Enviada em 27/09/2018

“Se a escravidão não é crime, não há crimes.” A frase de Abraham Lincoln retrata a luta pela abolição da escravidão no século XIX. Embora, no Brasil, a Lei Áurea tenha sido assinada em maio de 1988, os sistemas de trabalho análogos à escravidão continuaram existindo por todo o território. Isso se evidencia não só pela diminuta fiscalização do Estado, bem como pelo estabelecimento de relações de poder paralelas ao Governo Federal, herdadas do nascente período republicano.
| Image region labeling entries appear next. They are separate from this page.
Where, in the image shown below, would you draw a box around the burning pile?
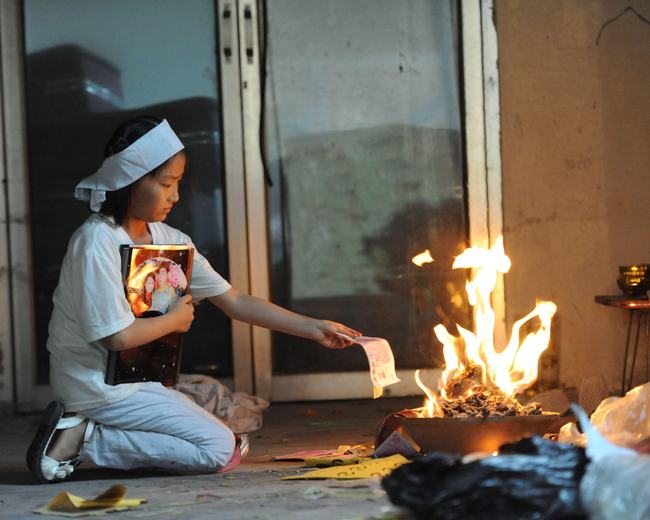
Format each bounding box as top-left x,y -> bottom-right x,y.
415,237 -> 557,418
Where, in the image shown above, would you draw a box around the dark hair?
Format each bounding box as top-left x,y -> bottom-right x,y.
99,116 -> 164,226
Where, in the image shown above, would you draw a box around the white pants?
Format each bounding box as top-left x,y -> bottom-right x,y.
81,383 -> 235,473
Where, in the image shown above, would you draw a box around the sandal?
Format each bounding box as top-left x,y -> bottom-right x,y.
27,401 -> 95,484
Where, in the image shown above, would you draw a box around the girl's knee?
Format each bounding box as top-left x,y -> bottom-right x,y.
200,428 -> 235,471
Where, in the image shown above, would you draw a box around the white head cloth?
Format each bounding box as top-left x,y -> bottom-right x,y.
74,119 -> 185,212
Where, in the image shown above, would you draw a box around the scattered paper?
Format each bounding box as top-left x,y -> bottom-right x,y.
34,484 -> 147,518
305,453 -> 368,468
339,334 -> 401,399
273,450 -> 338,462
272,444 -> 371,462
282,455 -> 408,480
375,431 -> 420,457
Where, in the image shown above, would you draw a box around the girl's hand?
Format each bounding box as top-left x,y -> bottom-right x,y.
167,294 -> 194,332
312,320 -> 362,349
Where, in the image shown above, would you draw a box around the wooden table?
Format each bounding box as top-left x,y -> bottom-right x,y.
594,294 -> 650,395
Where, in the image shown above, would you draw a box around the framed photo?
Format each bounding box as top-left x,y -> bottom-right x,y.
106,245 -> 194,386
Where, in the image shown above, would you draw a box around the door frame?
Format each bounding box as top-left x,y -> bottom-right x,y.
239,0 -> 506,401
0,0 -> 506,411
0,0 -> 254,412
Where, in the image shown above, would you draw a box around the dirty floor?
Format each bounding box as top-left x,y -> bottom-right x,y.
0,398 -> 421,520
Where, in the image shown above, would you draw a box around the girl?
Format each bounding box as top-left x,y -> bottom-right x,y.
27,117 -> 360,482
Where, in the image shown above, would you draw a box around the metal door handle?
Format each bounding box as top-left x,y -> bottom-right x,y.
244,4 -> 254,65
221,2 -> 234,63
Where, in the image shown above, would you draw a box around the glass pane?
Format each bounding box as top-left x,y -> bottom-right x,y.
24,0 -> 232,382
264,0 -> 469,374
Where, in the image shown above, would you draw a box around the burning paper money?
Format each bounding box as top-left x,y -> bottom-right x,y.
339,334 -> 401,399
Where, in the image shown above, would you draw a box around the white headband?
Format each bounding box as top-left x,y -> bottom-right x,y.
74,119 -> 185,212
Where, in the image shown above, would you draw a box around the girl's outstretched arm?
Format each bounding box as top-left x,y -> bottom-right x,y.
101,294 -> 194,350
209,289 -> 361,348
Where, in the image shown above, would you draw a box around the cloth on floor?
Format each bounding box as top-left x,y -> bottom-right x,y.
175,374 -> 269,433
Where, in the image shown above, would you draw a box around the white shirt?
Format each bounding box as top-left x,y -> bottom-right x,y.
47,214 -> 231,412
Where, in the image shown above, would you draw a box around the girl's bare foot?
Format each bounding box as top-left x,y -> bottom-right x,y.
46,414 -> 88,462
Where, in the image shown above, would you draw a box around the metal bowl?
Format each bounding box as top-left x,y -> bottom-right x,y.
616,264 -> 650,296
375,414 -> 572,455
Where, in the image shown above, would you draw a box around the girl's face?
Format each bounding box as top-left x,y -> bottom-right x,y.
128,152 -> 185,222
156,267 -> 167,286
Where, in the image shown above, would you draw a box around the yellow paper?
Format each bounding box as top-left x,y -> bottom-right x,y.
282,455 -> 408,480
35,484 -> 147,516
305,455 -> 372,468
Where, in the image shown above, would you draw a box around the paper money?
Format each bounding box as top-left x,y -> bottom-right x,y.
339,334 -> 401,399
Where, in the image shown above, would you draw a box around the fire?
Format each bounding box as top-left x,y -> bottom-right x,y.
411,249 -> 434,267
413,236 -> 557,417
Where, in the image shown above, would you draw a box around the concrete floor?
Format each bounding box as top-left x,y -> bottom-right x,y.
0,398 -> 422,520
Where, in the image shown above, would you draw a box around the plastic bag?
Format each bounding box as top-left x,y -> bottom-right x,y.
382,437 -> 587,520
571,405 -> 650,520
558,383 -> 650,447
580,455 -> 650,520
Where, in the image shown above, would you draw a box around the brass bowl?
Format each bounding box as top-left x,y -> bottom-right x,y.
375,414 -> 573,455
616,264 -> 650,296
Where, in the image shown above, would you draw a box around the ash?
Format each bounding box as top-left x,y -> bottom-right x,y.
439,365 -> 542,418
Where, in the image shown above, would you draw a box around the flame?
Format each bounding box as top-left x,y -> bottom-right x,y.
413,236 -> 557,417
411,249 -> 434,267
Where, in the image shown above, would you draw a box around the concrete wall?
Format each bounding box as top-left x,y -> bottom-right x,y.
496,0 -> 650,390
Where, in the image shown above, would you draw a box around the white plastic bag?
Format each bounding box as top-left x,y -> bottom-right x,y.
580,455 -> 650,520
571,405 -> 650,520
558,383 -> 650,447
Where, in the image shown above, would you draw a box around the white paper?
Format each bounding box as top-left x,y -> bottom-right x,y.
339,334 -> 401,397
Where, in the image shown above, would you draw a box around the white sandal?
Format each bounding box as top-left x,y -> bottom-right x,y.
27,401 -> 95,483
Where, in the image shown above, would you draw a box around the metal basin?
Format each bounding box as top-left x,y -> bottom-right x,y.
375,414 -> 572,455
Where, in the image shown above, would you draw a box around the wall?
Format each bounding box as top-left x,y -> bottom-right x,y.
496,0 -> 650,390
Em primeira análise, pode-se destacar o reduzido patrulhamento das forças policiais que visem encontrar e abolir as práticas de escravidão moderna. Nesse sentido, na recente novela da Rede Globo, “O outro lado do paraíso”, foi retratado um cenário onde garimpeiros de diamantes trabalhavam em péssimas condições de salubridade, moravam em alojamentos precários e afundavam-se em dívidas inventadas pelos patrões. A situação dos trabalhadores permaneceu assim até que houvesse uma denúncia e o caso fosse apurado pela polícia. Não fosse isso, o quadro poderia perdurar por anos, demonstrando a precária fiscalização dos órgãos de segurança e a importância dos relatos de trabalhadores e familiares a fim de mudar essa perspectiva. Infelizmente esses casos são diários e acontecem por todo o Brasil, principalmente no interior dos estados e nas regiões mais agrárias.

Outrossim, cabe salientar também a criação de poderes paralelos que ultrapassam a noção de Estado e dificultam a fiscalização policial nas ocorrências de escravidão. Nesse contexto, acentua-se a prática do coronelismo, atividade herdada da república velha e que salientava certa soberania de fazendeiros nos interiores do país. A partir disso, ocorriam trocas de favores entre coronéis e políticos, consolidando essa conexão. Dessa forma, ocorre que ao invés dos grandes donos de terra promoverem a segurança dos indivíduos, há a instauração de práticas de trabalho compulsórias e a propagação de influências coercivas. Assim como previa Michel Focault, as relações de poder se estabelecem em redes, demonstrando que nesses locais, a presença de uma autoridade regional dificulta a ação de repressão do Governo, visto que ela está aquém da correspondência de poderio.